I’m a researcher at the intersection of software engineering and applied artificial intelligence. I work at RISE Research Institutes of Sweden, and I teach at the Lund University as an adjunct lecturer. My first engineering job was in process automation. I returned to the university after a few years to pursue a PhD in software engineering. My primary research interests are related to software engineering for systems that rely on machine learning. Many projects right now deal with requirements engineering and testing of critical systems that must constitute “trustworthy AI,” e.g., automotive systems.
It is an introductory software engineering course that acts as a gateway to more advanced elective SE courses. The curriculum includes brief introductions to development processes, requirements engineering, software design, and software testing. Students practice programming in an IDE, git, test automation, writing technical documentation, formal inspections, developing a business plan, and working in a team. The backbone of the course is a small end-to-end development project done in groups of six students. Each group develops a robot for the programming game Robocode, and we host a tournament in the end.
The twist is that no group is allowed to field their own robot in the tournament. Instead, groups offer their robots on the “open market” and purchase other robots to compose a successful team. This sets up a market-driven development context that is more interesting than the bespoke development context that we typically see in university courses. Student groups must try to position themselves on the market and pitch their robot. In the end, we give three different awards. Student groups can 1) win the tournament, 2) end up as the most profitable group on the market, and 3) develop the robot that ended up as the most valuable during the tournament. The gamification leads to student engagement. I’ve written more about it in a paper.

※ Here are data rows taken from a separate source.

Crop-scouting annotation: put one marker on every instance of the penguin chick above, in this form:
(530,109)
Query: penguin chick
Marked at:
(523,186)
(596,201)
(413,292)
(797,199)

Software engineering is a creative human activity. The biggest challenges boil down to human factors. Technology is complex too, of course, but the biggest challenges are related to aligning the involved engineers – both in time and space. We’re getting better at aligning distributed developers. The time dimension, however, remains tricky. Software systems evolve for years, perhaps decades. Humans don’t remember what we had for dinner three days ago. We need tools supporting collaboration, communication, and comprehension. When we support these three C-words, the technical challenges will find their solutions.
The course is a typical 101 course, a first encounter of software engineering. The students have taken some programming courses before but never worked together in teams. We work in small teams of six students for two months – but this small setting is still enough to experience some of the human issues. If you never contributed to a shared code repository before, this is a big step. Prior to this course, the students have done some pair programming and joint lab exercises. A majority of the students have never used git before.
The approach in the course is that we expose the student teams to a small-scale software engineering project. We discuss what is going on, what the main challenges tend to be, and how to mitigate them. When specific issues pop up, we illuminate them and try to maximize learning. All this requires continuous monitoring of the development process. We set up a continuous integration environment for the student teams and do our best to stay on top of the activity. We encourage the students to communicate using Slack. This helps the supervisors to follow the discussions. This has worked particularly well during the pandemic actually. Most work is done by distributed teams of students, and more communication happens in Slack channels.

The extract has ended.